Отдельно продавались изобретения технические и медицинские: многочисленные подзорные трубы, сквозь которые можно разглядывать святых-бессмертных небожителей, чугунные бомбы, двухструйные огнеметы, волшебные фонари-зоотропы, через которые в мир проникали духи умерших, зубные щетки из дикого вепря, и колоды карт, которые всегда выигрывают, рыболовные катушки для ловли строптивого китайского левиафана Гунь, мертвые вороны на волшебном огне, свистки и урны для борьбы с землетрясениями, пипы, гуцини, эрху и прочие музыкальные инструменты, чай и шелк, механические оркестры на веревочном приводе, многозарядные арбалеты для борьбы с чертями-гуй, огненные стрелы и копья для борьбы со всей Вселенной, маринованные грибы бессмертия линчжи, копченое доуфу, удавы в вине, оленьи хоботы, летучие мыши, толченые кости дракона, а также живые игрушки, которые прыгали и плавали без всякого завода, а только лишь от строгого соблюдения многочисленных законов физики и химии.
Вот эти вот чудеса и стали причиной тяжелых событий, без которых вполне можно было обойтись, но не вышло почему-то. Чудеса и, разумеется, любовь, потому что любовь признают даже китайцы.
Конечно, любовь на такой ярмарке могла настигнуть кого угодно — старосту деда Андрона, китайского первопроходца Тольку Ефремова, лучшего в мире охотника Евстафия, смертельно больного деда Гурия, на худой конец — даже отца Михаила вкупе с бабкой Волосатихой, но настигла она человека самого неподходящего, десятилетнего Дениса, сына Григория Петелина, который, когда выходил на охоту в лес, издали думали, что это дерево вышло поразмять корни — такой он был огромный. Но сын его Денис был вполне человеческих размеров, возможно, потому, что родился от карлицы лесной, которую Григорий потом изгнал из наших краев, чтобы не было чего стыдиться.
В тот злосчастный день Денис шатался по ярмарке и разглядывал продаваемые там небылицы, среди которых особенно бесчинствовали косматые брехливые собачонки — старый Хого звал их шихушоу, львы и тигры, хотя любому китайцу ясно было, что венец их карьеры — стать супом для лечения почек. И вот эти суповые наборы с лишайными космами на тщедушном тельце носились возле любовного шатра и привольно брехали на всех, кто, не имея денег, старался ухватить свое и подглядывал в дырки за брачующимися парами.
Давши львам и тиграм пару предупредительных пинков, Денис и сам прильнул к одной дырке — и ослеп от того, что увидел. Десятки смуглых голых тел, вытянувшихся, как черви, или, напротив, свернувшихся улитками, содрогавшиеся совместно и в розницу, не смутили его — он давно знал, что дети берутся не из капусты, и аисты в наши края тоже не залетали.
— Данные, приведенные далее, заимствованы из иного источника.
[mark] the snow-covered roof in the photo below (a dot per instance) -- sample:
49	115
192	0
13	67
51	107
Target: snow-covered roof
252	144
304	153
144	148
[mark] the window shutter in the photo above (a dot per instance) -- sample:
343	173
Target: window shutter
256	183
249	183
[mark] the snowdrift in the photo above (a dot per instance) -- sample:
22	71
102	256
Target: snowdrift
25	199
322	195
Но среди людского шевелящегося болота взгляд его вдруг выловил тонкую маленькую фигурку, которая застыла на месте и смотрела прямо на него, будто знала, что он подглядывает. Рядом с фигуркой слабо валялся старый китаец Чжан— человек никуда не годный, но дававший деньги в рост, а потому проклинаемый всей деревней, особенно перед китайским Новым годом, когда наступало время отдавать долги, а значит, Чжан входил в любой дом без приглашения и мог принудить к расчету любого.
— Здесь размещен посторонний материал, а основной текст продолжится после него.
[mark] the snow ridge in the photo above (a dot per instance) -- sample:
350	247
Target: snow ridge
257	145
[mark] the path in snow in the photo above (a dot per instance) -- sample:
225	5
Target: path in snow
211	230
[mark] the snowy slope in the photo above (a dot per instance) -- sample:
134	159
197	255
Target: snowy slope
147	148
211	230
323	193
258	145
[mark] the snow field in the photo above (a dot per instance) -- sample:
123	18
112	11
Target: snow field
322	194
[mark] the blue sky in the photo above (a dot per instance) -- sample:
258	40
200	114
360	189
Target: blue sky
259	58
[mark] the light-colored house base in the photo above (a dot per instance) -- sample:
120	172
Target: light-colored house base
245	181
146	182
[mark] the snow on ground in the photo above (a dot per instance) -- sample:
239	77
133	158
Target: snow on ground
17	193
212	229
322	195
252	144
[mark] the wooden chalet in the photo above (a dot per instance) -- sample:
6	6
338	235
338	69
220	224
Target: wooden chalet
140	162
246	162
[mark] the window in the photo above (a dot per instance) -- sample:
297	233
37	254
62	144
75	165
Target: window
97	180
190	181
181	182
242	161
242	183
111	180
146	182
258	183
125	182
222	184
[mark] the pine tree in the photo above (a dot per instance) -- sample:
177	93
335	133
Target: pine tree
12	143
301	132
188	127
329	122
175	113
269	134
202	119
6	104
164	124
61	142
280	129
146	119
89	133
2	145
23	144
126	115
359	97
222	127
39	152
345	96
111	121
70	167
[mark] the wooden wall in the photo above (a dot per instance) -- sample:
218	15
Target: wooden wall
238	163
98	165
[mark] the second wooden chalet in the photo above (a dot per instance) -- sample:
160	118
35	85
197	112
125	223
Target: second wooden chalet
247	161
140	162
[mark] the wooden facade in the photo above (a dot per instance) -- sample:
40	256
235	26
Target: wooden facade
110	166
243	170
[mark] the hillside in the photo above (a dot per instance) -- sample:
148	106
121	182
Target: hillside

Сейчас рядом с ним, беспамятным, стояла дочка Хого, десятилетняя Сяо Юй, Рыбка. Чжан купил ее для веселых развлечений, заплатил полновесным золотом. И она того стоила, уж поверьте мне. Тело гибкое, стройное, смуглое, но не как у китаянки, а лишь покрытое золотым загаром, черные буйные волосы и среди всего этого китайского великолепия — внезапные голубые глаза, горевшие огнем недетской ненависти к окружающему миру.